To fight coral bleaching, Kenya turns to reef nurseries

By WANJOHI KABUKURU Associated Press
WASINI, Kenya (AP) — Just minutes from the Kenyan mainland, the densely forested island of Wasini is one of many starting points for coral reef restoration efforts in the western Indian Ocean. On a rare calm day during the normally turbulent monsoon season, four divers, wearing measuring equipment, shoes and toothbrushes, took turns descending on the seafloor reef restoration site on the channel Shimoni.
“We use coral fragments taken from wild populations to establish nurseries,” explained diver Yatin Patel, before slipping into the turquoise waters. “After they grow up, they are taken to the coral garden.” Patel and his team, part of the REESolution Foundation, clean coral nurseries and measure the size of growing corals, which are supported by plastic pipes and steel nets with a pyramid structure.
The marine area, jointly managed by the foundation and the island community, has planted more than 8,000 corals a year since 2012 and placed around 800 artificial reef structures in the channel in an effort to restore Wasini’s coral gardens. . But the project is threatened by rising costs and a planned fishing port at Shimoni, just 3 kilometers (1.9 miles) on the Kenyan coast.

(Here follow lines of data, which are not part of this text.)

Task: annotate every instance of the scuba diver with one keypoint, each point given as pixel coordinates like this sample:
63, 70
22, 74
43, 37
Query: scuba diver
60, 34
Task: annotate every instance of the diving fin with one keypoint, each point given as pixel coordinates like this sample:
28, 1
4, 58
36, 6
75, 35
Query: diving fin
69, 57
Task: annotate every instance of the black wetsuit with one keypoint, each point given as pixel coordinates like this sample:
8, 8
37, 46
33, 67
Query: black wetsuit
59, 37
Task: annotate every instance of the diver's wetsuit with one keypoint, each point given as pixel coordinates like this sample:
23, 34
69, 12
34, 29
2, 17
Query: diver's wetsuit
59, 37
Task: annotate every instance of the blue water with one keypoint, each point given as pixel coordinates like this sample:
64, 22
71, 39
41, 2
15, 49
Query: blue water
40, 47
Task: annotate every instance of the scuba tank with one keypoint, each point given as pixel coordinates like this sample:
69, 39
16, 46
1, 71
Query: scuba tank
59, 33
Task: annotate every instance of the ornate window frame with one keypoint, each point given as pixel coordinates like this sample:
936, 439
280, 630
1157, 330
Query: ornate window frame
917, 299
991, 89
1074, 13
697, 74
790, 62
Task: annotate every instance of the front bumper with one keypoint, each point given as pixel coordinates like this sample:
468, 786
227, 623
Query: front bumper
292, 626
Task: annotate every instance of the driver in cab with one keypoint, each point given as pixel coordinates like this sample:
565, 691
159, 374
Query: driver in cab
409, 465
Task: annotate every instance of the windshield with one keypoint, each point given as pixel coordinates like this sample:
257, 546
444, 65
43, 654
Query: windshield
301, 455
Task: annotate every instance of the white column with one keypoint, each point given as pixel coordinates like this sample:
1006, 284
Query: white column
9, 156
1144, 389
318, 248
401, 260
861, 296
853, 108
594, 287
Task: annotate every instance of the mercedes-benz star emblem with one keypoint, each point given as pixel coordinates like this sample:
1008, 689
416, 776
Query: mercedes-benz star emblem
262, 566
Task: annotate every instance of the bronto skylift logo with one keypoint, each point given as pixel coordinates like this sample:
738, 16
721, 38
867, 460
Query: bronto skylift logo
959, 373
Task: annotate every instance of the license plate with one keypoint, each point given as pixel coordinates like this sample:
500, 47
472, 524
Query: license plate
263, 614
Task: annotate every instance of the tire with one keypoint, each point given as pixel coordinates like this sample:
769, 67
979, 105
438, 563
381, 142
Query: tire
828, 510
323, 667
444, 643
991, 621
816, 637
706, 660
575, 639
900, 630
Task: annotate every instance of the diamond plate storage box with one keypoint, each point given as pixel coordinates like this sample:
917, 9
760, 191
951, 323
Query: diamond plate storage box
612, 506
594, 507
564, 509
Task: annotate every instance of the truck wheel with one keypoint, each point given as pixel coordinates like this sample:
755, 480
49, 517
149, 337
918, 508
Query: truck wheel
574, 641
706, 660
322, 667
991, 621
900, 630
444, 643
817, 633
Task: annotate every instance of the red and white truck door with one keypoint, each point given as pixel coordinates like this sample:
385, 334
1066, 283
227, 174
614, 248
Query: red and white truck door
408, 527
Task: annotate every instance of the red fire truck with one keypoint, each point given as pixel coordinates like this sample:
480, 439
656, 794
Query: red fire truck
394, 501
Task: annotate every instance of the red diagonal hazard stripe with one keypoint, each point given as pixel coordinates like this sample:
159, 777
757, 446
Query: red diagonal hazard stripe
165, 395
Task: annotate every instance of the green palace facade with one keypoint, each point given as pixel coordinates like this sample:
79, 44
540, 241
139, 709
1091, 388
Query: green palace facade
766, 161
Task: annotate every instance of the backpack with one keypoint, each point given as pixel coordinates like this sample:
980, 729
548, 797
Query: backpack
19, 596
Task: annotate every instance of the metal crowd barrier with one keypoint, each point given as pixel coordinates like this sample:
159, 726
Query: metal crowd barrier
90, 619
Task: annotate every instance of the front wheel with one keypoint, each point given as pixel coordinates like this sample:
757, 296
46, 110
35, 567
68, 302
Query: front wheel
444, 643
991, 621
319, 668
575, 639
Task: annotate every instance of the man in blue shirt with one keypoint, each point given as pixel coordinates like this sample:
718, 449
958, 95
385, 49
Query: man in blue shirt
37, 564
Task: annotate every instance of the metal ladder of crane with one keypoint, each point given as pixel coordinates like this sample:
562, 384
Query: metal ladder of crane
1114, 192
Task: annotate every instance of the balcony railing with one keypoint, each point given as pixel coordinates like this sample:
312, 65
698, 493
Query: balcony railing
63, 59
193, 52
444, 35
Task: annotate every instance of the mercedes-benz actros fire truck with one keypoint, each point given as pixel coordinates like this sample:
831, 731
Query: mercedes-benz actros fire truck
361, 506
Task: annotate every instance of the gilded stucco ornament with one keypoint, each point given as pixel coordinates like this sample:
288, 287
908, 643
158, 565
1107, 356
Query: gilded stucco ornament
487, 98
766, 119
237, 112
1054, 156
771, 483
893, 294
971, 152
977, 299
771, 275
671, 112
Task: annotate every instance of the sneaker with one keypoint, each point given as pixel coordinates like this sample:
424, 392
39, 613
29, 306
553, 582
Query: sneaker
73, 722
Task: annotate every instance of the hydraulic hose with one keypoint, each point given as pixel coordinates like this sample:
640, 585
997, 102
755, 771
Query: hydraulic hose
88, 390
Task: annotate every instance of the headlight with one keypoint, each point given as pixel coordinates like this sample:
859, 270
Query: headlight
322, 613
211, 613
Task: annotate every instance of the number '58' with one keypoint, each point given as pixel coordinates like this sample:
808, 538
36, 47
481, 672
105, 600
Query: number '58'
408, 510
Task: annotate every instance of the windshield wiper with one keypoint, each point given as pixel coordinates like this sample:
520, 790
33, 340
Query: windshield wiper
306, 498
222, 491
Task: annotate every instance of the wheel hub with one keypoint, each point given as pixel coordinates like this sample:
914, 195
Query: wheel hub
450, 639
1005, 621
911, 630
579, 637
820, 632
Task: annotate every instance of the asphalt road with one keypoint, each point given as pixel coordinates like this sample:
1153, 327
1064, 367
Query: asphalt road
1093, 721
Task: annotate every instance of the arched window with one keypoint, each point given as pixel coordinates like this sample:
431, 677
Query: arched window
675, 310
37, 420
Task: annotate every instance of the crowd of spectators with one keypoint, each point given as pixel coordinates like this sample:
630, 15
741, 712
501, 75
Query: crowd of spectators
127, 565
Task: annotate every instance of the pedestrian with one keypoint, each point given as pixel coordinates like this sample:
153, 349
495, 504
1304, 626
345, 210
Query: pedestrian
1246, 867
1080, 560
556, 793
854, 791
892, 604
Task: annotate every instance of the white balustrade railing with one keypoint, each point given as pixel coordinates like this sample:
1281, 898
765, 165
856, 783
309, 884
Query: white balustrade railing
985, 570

The United Nations Ocean Conference, which begins Monday in Lisbon, Portugal, is expected to put efforts to protect and restore coral reefs back on the agenda. Small island states and coastal African nations will track access to “blue finance” mechanisms, including a $625 billion coral reef finance program aimed at protecting and restoring efforts as well as protecting communities that depend on the oceans for their livelihood. The European Union’s previous commitments to reef restoration and coral reef insurance will also be discussed.
The threat of declining fish populations due to coral death adds to the woes of East African communities, millions of whom are already facing a worsening food crisis due to prolonged drought in the East and Horn of Africa, as well as the ripple effects of the war in Ukraine. In early March, the Intergovernmental Panel on Climate Change issued a dire warning about the threats facing African coastal and island nations and the complete collapse of corals in the western Indian Ocean.
The Wasini Island coral strike is one of many scattered across the western coasts of Africa, after a series of severe coral bleaching events due to warming ocean waters. After a particularly devastating 1998, largely due to the natural weather phenomenon El Nino, huge stretches of coral in the Indian Ocean – from Somalia to South Africa – were badly affected.
Coral bleaching occurs when extreme temperatures and glare from the sun simultaneously trigger corals to remove algae, causing them to bleach. Corals can survive bleaching events, but are under greater stress and cannot effectively support marine life, threatening the populations that depend on them.
Tim McClanahan, senior conservation zoologist at the Wildlife Conservation Society, said 1998 was not the first such event – there was one in 1983, and since then there have been three in the past. two decades, in 2005, 2010 and 2016. The prevalence of massive coral bleaching along the western Indian Ocean has worried scientists for decades and intensive studies to understand and map interventions to halt the phenomenon are in progress. Many of these bleaching events are directly linked to climate change, McClanahan said.
The Wasini Coral Restoration Project followed in the footsteps of Nature Seychelles, a non-governmental conservation organization in the Seychelles archipelago which launched the Western Indian Ocean’s first coral replanting exercise in the same year and is continuing more than a decade later. A similar project was undertaken in Tanzania.
But Wasini corals in particular are in poor condition, McClanahan said.
“Parts of Tanzania, Mozambique and Madagascar are in better condition. We are working to protect these reefs,” he said. He argued that protection programs are much more successful than those aimed at restoring poorly bleached corals.
“We found it expensive and in the long run, a lot of the corals we planted died,” he said of the Wildlife Conservation Society’s coral restoration attempts. “Restoration efforts will not solve this problem on a large scale.”
The Wasini Reef Restoration Project is also threatened with destruction and pollution by plans to build a deep-sea fishing port in Shimoni. The port is one of the key commitments made by the Kenyan government at the first UN ocean summit in Nairobi in 2018 and will be reiterated at the follow-up summit in Lisbon on Monday.
According to the environmental impact assessment report obtained by The Associated Press, the construction of the port will harm corals, fish and other marine organisms due to the massive plumes that will be generated by the dredging.